A maioria das carreiras no futebol de alto nível segue um percurso quase linear e os jogadores vão conquistando os corações e as mentes dos adeptos ao longo dos anos, tanto nos clubes como nas selecções nacionais. Um exemplo: o antigo jogador da seleção alemã, Mats Hummels, chegou a ser um jogador de classe mundial nos clubes e pôde prová-lo ao longo dos anos em Munique, Dortmund e na seleção nacional. Agora, numa idade avançada, a sua carreira profissional está a chegar ao fim e Hummels está à procura de um novo desafio para terminar a sua carreira.
Depois, há futebolistas que parecem ter nascido para o grande palco. De dois em dois anos, como que por magia, aparecem no palco continental ou mundial e fazem uma atuação de topo. Mas, por favor, sejam honestos: sem a ajuda da Internet, quem sabe como foram as últimas épocas de Xherdan Shaqiri no clube ou onde brilha o guarda-redes mexicano Guillermo Ochoa?
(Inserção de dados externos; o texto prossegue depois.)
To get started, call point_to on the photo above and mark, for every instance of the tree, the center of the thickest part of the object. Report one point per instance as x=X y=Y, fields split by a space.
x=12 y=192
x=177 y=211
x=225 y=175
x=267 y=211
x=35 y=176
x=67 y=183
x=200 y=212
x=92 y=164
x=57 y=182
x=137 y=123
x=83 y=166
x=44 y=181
E depois há os currículos muito especiais, que passam por altos e baixos inconsistentes, e muitas vezes deixam os adeptos e os especialistas perplexos. James Rodríguez, provavelmente o melhor jogador da atual Copa América, não é exceção. É provavelmente a frase do torneio que o treinador da Colômbia, Nestor Lorenzo, disse sobre o seu craque antes do jogo decisivo da fase de grupos contra o Brasil: "Agora ele corre um pouco menos, mas pensa mais. Isso é bom para ele".
De facto, em cinco jogos da Copa América até agora, James Rodríguez preparou seis golos e marcou um. Há muito que existem rumores de que as equipas europeias de topo estão interessadas no jogador de 32 anos, tendo um portal espanhol noticiado recentemente que o campeão alemão Bayer Leverkusen o está a cortejar. É o ponto culminante de uma ressurreição imprevisível do antigo astro.
Final infeliz para a era Bayern
O craque nascido no nordeste da Colômbia teve a sua última boa fase na Alemanha: sob o comando de Carlo Ancelotti e, mais tarde, de Jupp Heynckes, James impressionou com números expressivos (35 gols em 67 jogos), mesmo que muitas vezes só saísse do banco. No entanto, tudo mudou a partir do início da temporada 2018/19: primeiro as lesões atrasaram-no, depois a sua relação com o treinador do Bayern, Niko Kovac, também foi considerada difícil.
Em última análise, o clube de Munique decidiu não fazer uso da opção de compra devido ao facto de James não estar familiarizado com o clima frio do país, apesar de ter impressionado em campo. Parecia ser o começo do fim para James, que nunca conseguiu mostrar o seu talento no Real Madrid e no Everton. Quando se mudou para o Catar, em 2021, a maioria dos especialistas já o tinha descartado ao mais alto nível, e um breve interlúdio no Olympiakos não mudou nada.
Quando o colombiano, que na altura estava sem clube há três meses e meio, se juntou ao São Paulo, em julho do ano passado, os elogios já tinham desaparecido há muito tempo. Em doze meses, só jogou pouco menos de 700 minutos no campeonato. A condição física, a forma e a atitude sempre foram o problema. No entanto, a boa fase na Série A do Brasileirão revitalizou o gênio do futebol e James Rodríguez tem a confiança total do selecionador Lorenzo.
O clássico esquema, com dois guarda-costas atrás e um atacante na frente, permite que o imprevisível James jogue de acordo com os seus pontos fortes. Depois de vencer por pouco a meia-final contra o Uruguai, em que um canto cobrado pelo médio levou ao único golo da noite, marcado por Jefferson Lerma, o artilheiro do Mundial-2014 pode esperar por outro título importante.
James Rodríguez, que estava ausente da cena internacional há anos, pode comemorar um dos maiores sucessos de sua carreira, quase ao mesmo tempo em que completa 33 anos, na sexta-feira. É uma história que vai agradar aos Shaqiris e Ochoas deste mundo.